The CCA say that a three-member pastoral solidarity team spent four days in West Papua with an “intensive” programme of visits and meetings. “Indigenous West Papuans shared with the CCA delegation about the on-going repression and systematic human rights violations in West Papua, including the passing of laws that suppress freedom of speech and freedom of association,” the CCA said.”

They spoke of the growing concern at the impunity for human rights abuses enjoyed by the police and the military; and described the Special Autonomy Law, which – amongst other measures was supposed to enshrine respect for local socio-cultural expressions, including the restoration of the Papua name over the Indonesia-preferred Irian Jaya; and the freedom to fly the Papuan flag and sing the community’s national anthem, as “a dismal failure”, saying that it did not meet the basic needs of the indigenous people of West Papua.

“The Indonesian government systematically restricts the right to freedom of the press as well as the initiatives of West Papuans who come forward to monitor human rights violations,” the CCA team said. “Many indigenous West Papuans are being arrested and detained for non-violent expressions of their political opinion. The indigenous West Papuans constantly face discrimination as well as violent attacks.

“Peaceful demonstrations are often dispersed by force. In many instances, non-violent participants have been arrested, detained and tortured, while others have been killed. Many prisoners and human rights activists have died while in detention. Reports of torture and ill treatment of political detainees have been increasing. Civil, political, economic, social and cultural rights are being violated”.

The Bishop of Jaffna – the Church of South India diocese in Sri Lanka – Dr Daniel Thiagarajah, is a member of CCA’s programme committee. He said that CCA’s visit to West Papua was “an opportunity to express solidarity with the struggling West Papuan indigenous people” and to listen “to their grievances on behalf of CCA’s member constituencies and the Asian ecumenical movement.”
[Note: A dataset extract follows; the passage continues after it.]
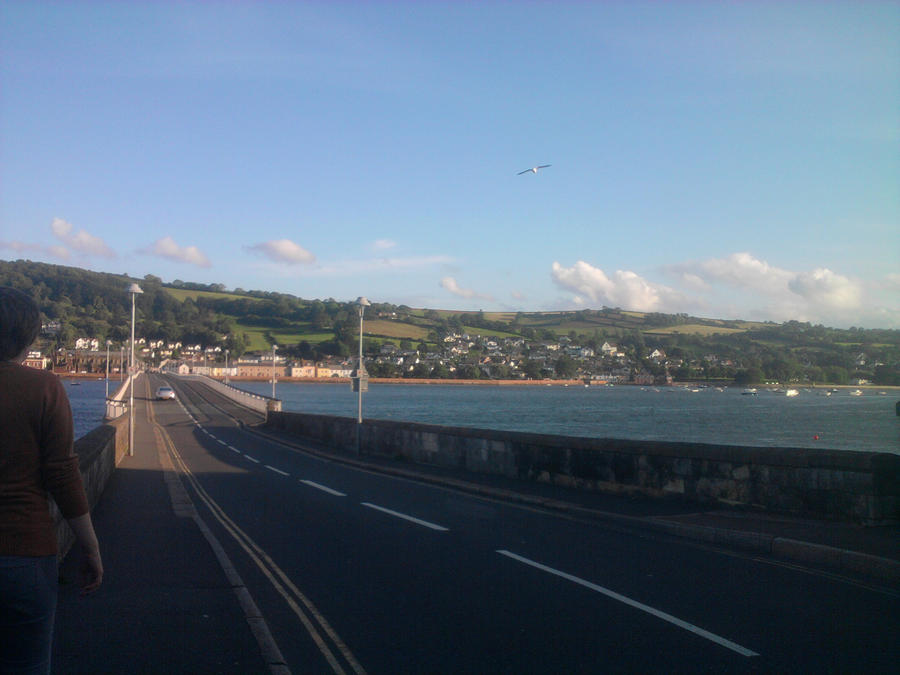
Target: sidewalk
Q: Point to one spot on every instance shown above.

The Revd Cindy Huang Shin-Yi, from the Presbyterian Church of Taiwan, a member of CCA’s executive committee, said that the “long-delayed pastoral solidarity visit” was “an expression of Asian churches and the CCA’s commitment to the CCA’s member church Gereja Kristen Injili di Tanah Papua [the Evangelical Christian Church in Tanah Papua] and the people of West Papua.”

The delegation met with members of the Papuan Parliament, the Office of the Governor of Papua, faculty members and students of the Izaak Samuel Kijne Theological College, and local church and community leaders.

Local leaders urged the CCA delegation to persuade the international community to “come forward to implore the Indonesian government to stop human rights abuses in West Papua and to respect and protect the human dignity of West Papuans; to support the appeal of West Papuans to the government of Indonesia to open the door in order to seek a just and dignified political solution and respect the right and dignity of the indigenous people of West Papua to determine their own future through an all-inclusive Papua-Indonesia national dialogue.”